Royal Dutch Shell reported full year current cost of supply earnings of $27.6bn (£14bn), a record for a European company, despite lower oil and gas production and weaker refining margins.

Higher oil prices and one-off items helped lift profits by 9 per cent from the previous year and offset lower production figures at Europe’s biggest oil company.

For the year oil and gas production fell to 3.315m barrels a day of oil equivalent, down 4.5 per cent compared to 2006.

Fourth quarter earnings on a current cost of supply basis were $6.7bn compared to $6bn a year ago, with fourth quarter production figures falling to 3.436m barrels of oil equivalent from 3.645m in the same quarter last year.

“Overall these are satisfactory results,” said Jeroen van der Veer, chief executive, adding that the fourth quarter suffered from “weak refining margins”.

Exploration and production segment earnings were $4.9bn compared to $3.5bn a year ago, reflecting the impact of higher oil and gas prices on revenues.

But Shell said its fourth quarter and year end exploration and production results were nevertheless held back by higher taxes, royalty charges and higher costs. In addition, earnings were impacted by lower profits from the Sakhalin project, as a consequence of its partial divestment in the second quarter, as well as a fire at its 155,000 bpd Athabasca oil sands mine in Canada.

The oil products segment’s current cost of supply earnings were $876m compared to $1.47bn in the fourth quarter in 2006, impacted by lower refining margins and higher operating costs. Margins were impacted by downtime at refinery units, in particular the 458,000 bpd capacity Bukom refinery in Singapore.

End year results were also held up by Shell’s “corporate” line, which books earnings from higher insurance underwriting income, improved interest income and favourable foreign exchange movements. Shell’s full year corporate earnings were $1.387bn compared to $294m in 2006.

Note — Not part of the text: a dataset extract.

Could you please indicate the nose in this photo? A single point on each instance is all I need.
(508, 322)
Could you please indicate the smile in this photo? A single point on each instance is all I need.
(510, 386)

Excluding a net gain to non-operating items of $963m, fourth-quarter current cost of supply net income was $5.74bn. This compares with an average forecast of $6.1bn in a Reuters poll of nine analysts.

Most analysts still maintain a buy recommendation for Shell, despite concerns over its falling output. The company has been battered by militant attacks in Nigeria, which have shut down 189,000 bpd of the company’s output there. Shell’s stake in the Sakhalin-2 project was also halved to 27.5 percent last year, after Russia’s state run Gazprom completed its purchase of a majority stake in the project.

The company has also surprised analysts by not publishing a reserves update until it prints its annual report. “We regard this as regrettable,” said an analyst note from Dresdner Kleinwort.

Shell shares, which have risen 4 per cent in the last year, opened 1 per cent lower.